The basketball court is deserted, and a dingy old ball that someone, one of Sylvester’s minions, no doubt, has pumped full of air is lounging near a puddle of water.  She picks it up, dribbles it once, twice, and tries to make the shot.  She is too small and her arms are not powerful enough, and she misses the basket-less hoop entirely.  Infuriated by this and unwilling to admit defeat, she picks it up and tries, again and again, relishing the sound that only that basketball can make against cement, a deceptive ringing that makes her feel like a winner, like she could take on some older boys or something, and not fail.  After a while, she abandons this, because her arms begin to burn, and while she loves that burn, she has grown bored.  A rustle in the bushes and a glimpse of white skin and ratty shorts gains her attention and she sets out.
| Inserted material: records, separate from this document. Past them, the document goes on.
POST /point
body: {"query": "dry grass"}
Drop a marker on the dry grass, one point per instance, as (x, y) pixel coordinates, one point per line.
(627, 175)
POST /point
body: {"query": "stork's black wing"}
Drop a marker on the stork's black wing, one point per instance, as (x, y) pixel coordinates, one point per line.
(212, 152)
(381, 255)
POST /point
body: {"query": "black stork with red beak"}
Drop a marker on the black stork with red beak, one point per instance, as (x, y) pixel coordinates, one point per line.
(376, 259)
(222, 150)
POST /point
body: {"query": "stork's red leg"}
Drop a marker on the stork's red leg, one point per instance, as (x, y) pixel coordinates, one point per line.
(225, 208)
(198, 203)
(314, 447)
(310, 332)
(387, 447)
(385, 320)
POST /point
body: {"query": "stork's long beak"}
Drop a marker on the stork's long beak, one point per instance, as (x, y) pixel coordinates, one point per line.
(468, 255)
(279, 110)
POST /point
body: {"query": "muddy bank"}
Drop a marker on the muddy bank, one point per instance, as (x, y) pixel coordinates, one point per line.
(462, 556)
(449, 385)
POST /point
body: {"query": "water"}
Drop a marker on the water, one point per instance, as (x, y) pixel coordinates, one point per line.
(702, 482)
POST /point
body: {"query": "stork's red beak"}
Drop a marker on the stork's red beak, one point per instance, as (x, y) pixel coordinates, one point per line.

She pretends she is a hunter and that whoever is out there is a gazelle.  She makes sure to travel quietly, not to rustle any bushes or snap any twigs.  When she treads, she is feather-light, and she silently congratulates herself on not even breathing audibly, because this makes her harder to hear.  She is pushing aside branches and the terrain is getting rougher, but soon, she breaks through the trees to find a small clearing in the center of which is a gigantic weeping willow.  The long slopes of its peaceful branches are hiding something, someone, and she brushes them away to find a boy about her own age sitting there.  He looks up and in that moment, they are both caught, and frozen for a single, everlasting minute.

To Nate, it is like a nymph has come out of the woods.  When he was on his way here, as he has been for the past two days since he got to Sylvester’s, he did not hear her.  And if it wasn’t for her bright pink sneakers and modern clothes, he would have believed she was a pixie or a ghost as he first thought she was when she found him, her long hair tumbling down her back and face.  Except that magical creatures rarely look this angry, and she looks guilty.  She probably didn’t expect to stumble across him; maybe this was her hiding place, too, and he just found it?

“Who’re you?” she blurts out, after a minute, and now he knows she’s real.  She’s small, and his eyes snag on the two small rounds underneath her Cowgirl Princess T-shirt, and he forces himself to drag his eyes away; he doesn’t know what’s gotten into him.  Before, he always used to look at girls’ hair, how soft it was, how pretty in braids and with all those bows, but recently, he’s found himself looking at their chests and between their thighs and it makes him feel dirty and excited all at the same time, as if he’s made a giant mess and he doesn’t know how to clean it up.